Su Xiaokang


Su Xiaokang is an influential intellectual, writer, journalist, political activist and in 1989 was named one of China's seven most-wanted dissident intellectuals. His most notable work River Elegy paved the way to the Tiananmen Square protests of 1989, and his participation in the protest also forced him into the exile in the aftermath of the Tiananmen Square Massacre. Su currently resides in Delaware.

Early life

Su came from an intellectual family: His father Su Pei was the vice-president of the Central Party School and his mother was a reporter of Guangming Daily. Su attended a technical college for higher education. Due to his intellectual background, he was sent to a rural area as a laborer during the Cultural Revolution. After the Cultural Revolution, Su became a reporter for Henan Daily and later People's Daily, and served as a lecturer at the Beijing Broadcasting Institute and later Beijing Normal University.

River Elegy

Su Xiaokang was highly praised by scholars and intellectuals in the 1980s, seen as one of the most iconic and popular liberal writers. Su wrote the script for the controversial and thought-provoking documentary River Elegy, a six-part documentary that narrated the decline of Chinese civilization and culture, highlighted the differences between the "transparency" of democracy and the "opacity" of an autocracy, and subtly critiqued the political system under Communist Party rule. The documentary was inspirational to numerous university students and became instrumental to the beginning of the Tiananmen Square protests.

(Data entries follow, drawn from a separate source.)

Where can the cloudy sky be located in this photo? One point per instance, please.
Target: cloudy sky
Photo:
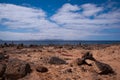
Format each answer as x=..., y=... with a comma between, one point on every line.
x=60, y=19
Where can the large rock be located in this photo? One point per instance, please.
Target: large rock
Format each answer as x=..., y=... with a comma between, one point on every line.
x=102, y=68
x=56, y=60
x=16, y=69
x=3, y=56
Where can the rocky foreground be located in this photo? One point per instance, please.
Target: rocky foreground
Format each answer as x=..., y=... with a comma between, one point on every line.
x=53, y=62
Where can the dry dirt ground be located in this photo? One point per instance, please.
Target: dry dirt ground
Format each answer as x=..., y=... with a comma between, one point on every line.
x=38, y=56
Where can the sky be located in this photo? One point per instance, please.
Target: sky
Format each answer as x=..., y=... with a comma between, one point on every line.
x=60, y=19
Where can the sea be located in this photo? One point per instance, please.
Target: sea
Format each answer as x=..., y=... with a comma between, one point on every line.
x=59, y=42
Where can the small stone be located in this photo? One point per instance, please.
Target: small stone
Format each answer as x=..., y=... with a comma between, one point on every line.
x=41, y=69
x=56, y=60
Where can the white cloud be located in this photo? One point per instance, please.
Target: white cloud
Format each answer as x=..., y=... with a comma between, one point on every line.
x=69, y=22
x=90, y=9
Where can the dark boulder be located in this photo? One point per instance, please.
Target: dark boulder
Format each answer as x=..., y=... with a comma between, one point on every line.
x=2, y=69
x=88, y=55
x=56, y=60
x=80, y=61
x=3, y=56
x=103, y=68
x=41, y=69
x=16, y=69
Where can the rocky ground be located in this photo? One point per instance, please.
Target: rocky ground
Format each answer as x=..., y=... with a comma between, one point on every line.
x=80, y=62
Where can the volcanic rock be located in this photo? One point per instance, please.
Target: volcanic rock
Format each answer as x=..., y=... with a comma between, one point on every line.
x=16, y=69
x=56, y=60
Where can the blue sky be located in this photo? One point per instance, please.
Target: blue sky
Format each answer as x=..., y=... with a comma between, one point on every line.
x=60, y=19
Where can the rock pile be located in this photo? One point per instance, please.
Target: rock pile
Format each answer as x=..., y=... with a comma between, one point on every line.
x=99, y=67
x=14, y=69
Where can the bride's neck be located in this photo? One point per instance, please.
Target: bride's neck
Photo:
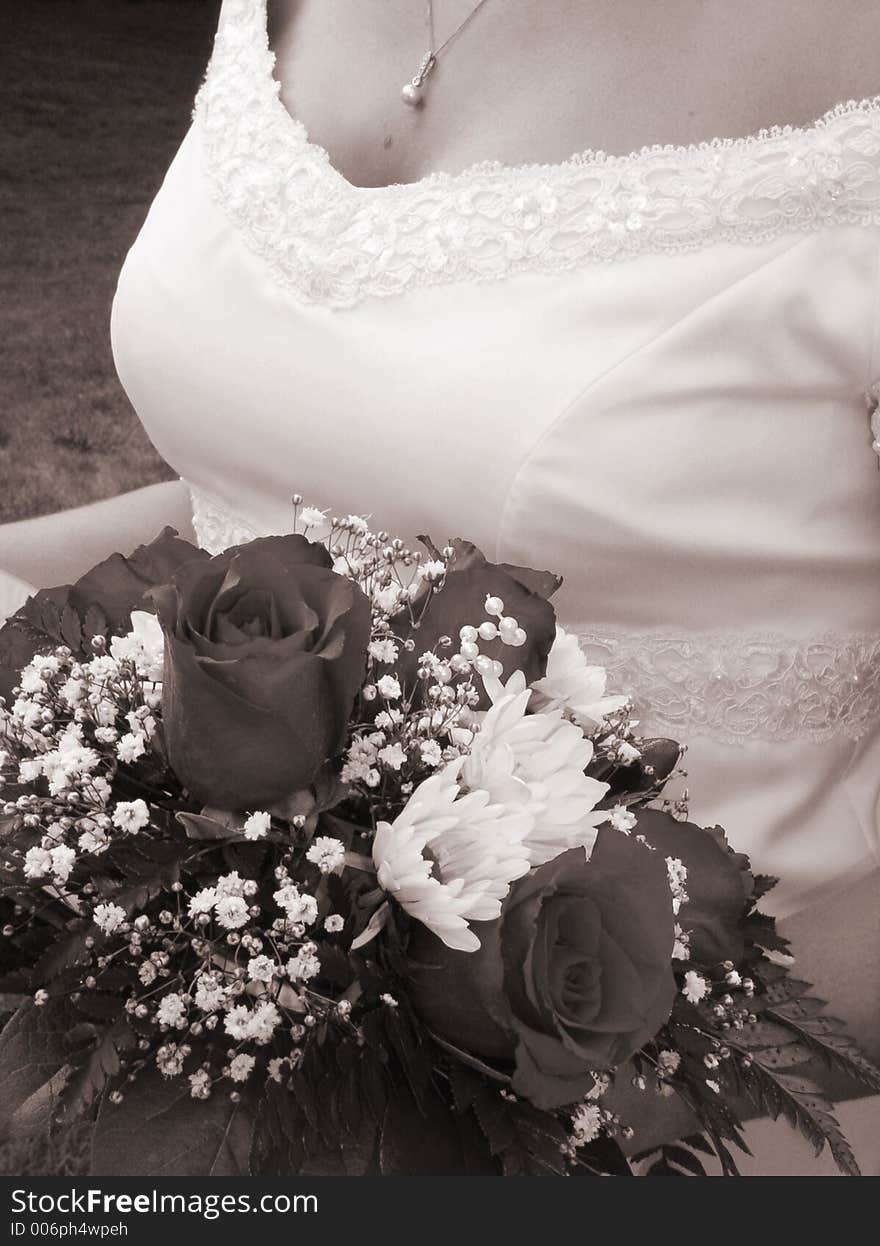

1989 Tiananmen Square Protests

Su, along with 50 writers and novelists, participated the protests in May before the arrival of Soviet General Secretary Mikhail S. Gorbachev. Su voiced his support to the students and said, "The students should not be allowed to stand alone". On May 19, Su and other intellectuals signed a petition demanding democracy in China:
We, as intellectuals, in the name of our personal integrity and all our moral rectitude, with our body and mind, with all our dignity as individuals, solemnly swear never to retreat in the quest for democracy pioneered by the students with their blood and lives, never under any pretext to disengage ourselves because of cowardice, never to allow again the humiliations of the past, never to sell out our moral integrity, never to submit ourselves to dictatorship, never to pledge allegiance to the last emperors of the China of the 80's.

Despite Su's vocal support of the student movement, on May 13, he went to the square and attempted to persuade the students to withdraw from the hunger strike, as he suspected the hunger strike might escalate into a "bloodbath". His books were banned from sale and publication immediately after the crackdown, River Elegy was denounced officially by the Communist Party, proclaiming it was counter-revolutionary.

Exile

After the crackdown on June 4, the Chinese Communist Party accused Su Xiaokang as one of the "blackhands" behind the protest, subsequently charging him with the crime of "inciting counter-revolutionary propaganda"; his exile began in an effort to escape the arrest warrant. During the exile, Su had to hide in the mountains and remote villages for three months before Operation Yellowbird successfully smuggled him to Hong Kong. Su proceeded to France and later reunited with his wife and son in United States. Since begins exile, Su has actively participated in speeches and seminars to advocate for a democracy movement in China. He founded a web-based magazine called Democratic China to continue the pro-democracy movement.
Su wrote his memoir, titled A Memoir of Misfortune, published in 1997 in Chinese and in 2001 in English. The memoir documents the hardship he and his family endured after his exile and a tragic automobile accident in the Buffalo City that paralyzed his wife. After A Memoir of Misfortune, Su wrote another book, The Loneliness of Delaware Bay, telling of the struggles and the challenges he faced since moving to the United States. In 2013, Su published The Era of Slaying the Dragon, tackling subjects from Mao's Great Leap Forward and other atrocities occurring under the Chinese Communist Party's rule.
In 2003, Su returned to China for his father's funeral under three conditions imposed by the Chinese government:
Su's story was also featured in the Home coming campaign, funded and founded by Chu Yiu Ming, with a goal to restore the exiled democracy activists' right to return to China.